Llevaba muchísimo tiempo intentando ver Rocketman, la historia de Elton John, ya que Pilar no solo me la había recomendado en varias ocasiones, sino que me había advertido que era todavía mejor que Bohemian Rapsody.
Por más que lo intentaba no lo conseguía, era imposible.
Llegué a hacer la tontería de apuntarme en un servidor que la anunciaba pero como no me atrevía a poner los datos de mi tarjeta de crédito, lo hice con una tarjeta virtual.
No voy a contar los pormenores porque me aburren demasiado, prefiero decir que gracias a las clases con Oscar Ciencia, el mago de la informática, he conseguido verla y me ha encantado, emocionado y elevado mi espíritu.
Pienso mucho en el significado del talento, en ese don que tienen algunas personas y que si son capaces de desarrollarlo pueden conectarse con algo superior de donde procede la aptitud para hacer algo realmente grande y valioso.

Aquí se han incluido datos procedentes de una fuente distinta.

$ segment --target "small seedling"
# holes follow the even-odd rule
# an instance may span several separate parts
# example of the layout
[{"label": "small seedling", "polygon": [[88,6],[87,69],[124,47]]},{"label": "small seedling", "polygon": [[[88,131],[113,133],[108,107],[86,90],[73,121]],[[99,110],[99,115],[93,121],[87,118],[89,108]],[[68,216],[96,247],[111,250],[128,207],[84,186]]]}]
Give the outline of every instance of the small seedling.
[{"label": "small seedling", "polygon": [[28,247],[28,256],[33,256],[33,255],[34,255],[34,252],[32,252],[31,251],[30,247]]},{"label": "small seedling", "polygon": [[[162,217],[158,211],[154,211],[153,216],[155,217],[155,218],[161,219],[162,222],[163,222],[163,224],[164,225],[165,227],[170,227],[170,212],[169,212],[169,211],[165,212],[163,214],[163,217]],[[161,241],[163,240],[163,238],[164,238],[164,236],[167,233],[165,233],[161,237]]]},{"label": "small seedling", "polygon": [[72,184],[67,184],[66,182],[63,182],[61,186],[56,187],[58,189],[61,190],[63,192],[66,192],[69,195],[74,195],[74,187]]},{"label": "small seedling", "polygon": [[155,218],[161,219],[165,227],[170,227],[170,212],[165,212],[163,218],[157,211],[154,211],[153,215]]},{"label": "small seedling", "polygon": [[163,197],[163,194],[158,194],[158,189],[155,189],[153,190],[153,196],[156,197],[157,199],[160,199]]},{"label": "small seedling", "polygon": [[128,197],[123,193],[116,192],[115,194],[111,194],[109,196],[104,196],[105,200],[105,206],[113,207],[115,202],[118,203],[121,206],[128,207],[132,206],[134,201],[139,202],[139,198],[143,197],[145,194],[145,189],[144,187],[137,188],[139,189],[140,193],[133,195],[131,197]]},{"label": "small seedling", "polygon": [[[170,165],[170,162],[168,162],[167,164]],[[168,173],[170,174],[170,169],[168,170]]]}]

Es intangible, aquello que hacía que Salieri envidiara a Mozart y le volviera malvado.
Lo mismo que hacía sonreír a Andy Warhol cuando recordaba que en Nueva York, alguien quiso comprarle su aura.
He conocido a varias personas con auténtico talento y me quedo fascinada sobre todo si son humildes, lo cual no es fácil.
Admiro la humildad en sí más que nada en el mundo y si además procede de una persona talentosa, me puedo desmayar de gusto.
No sabría definir el talento, no me complace lo que dicen los diccionarios, pero algo en mí es capaz de sentirlo en quien lo tiene y es maravilloso.
Me dijo Dorita Castresana que era sabia, que si no se desarrolla, se pierde.
Resumiendo, que no está garantizado.
Recuerdo que cuando yo era profesora de dibujo y pintura en una academia de Las Arenas, había un chaval muy joven cuyos padres estaba preocupados porque eran excesivo en todo, solo quería dibujar cómics.
Yo le animaba pero no le quedó más remedio que seguir las normas y me encontré con él hace años y ya era un hombre serio, formal, en el que no encontré ni un ápice de lo que había divisado en él cuando era un niño.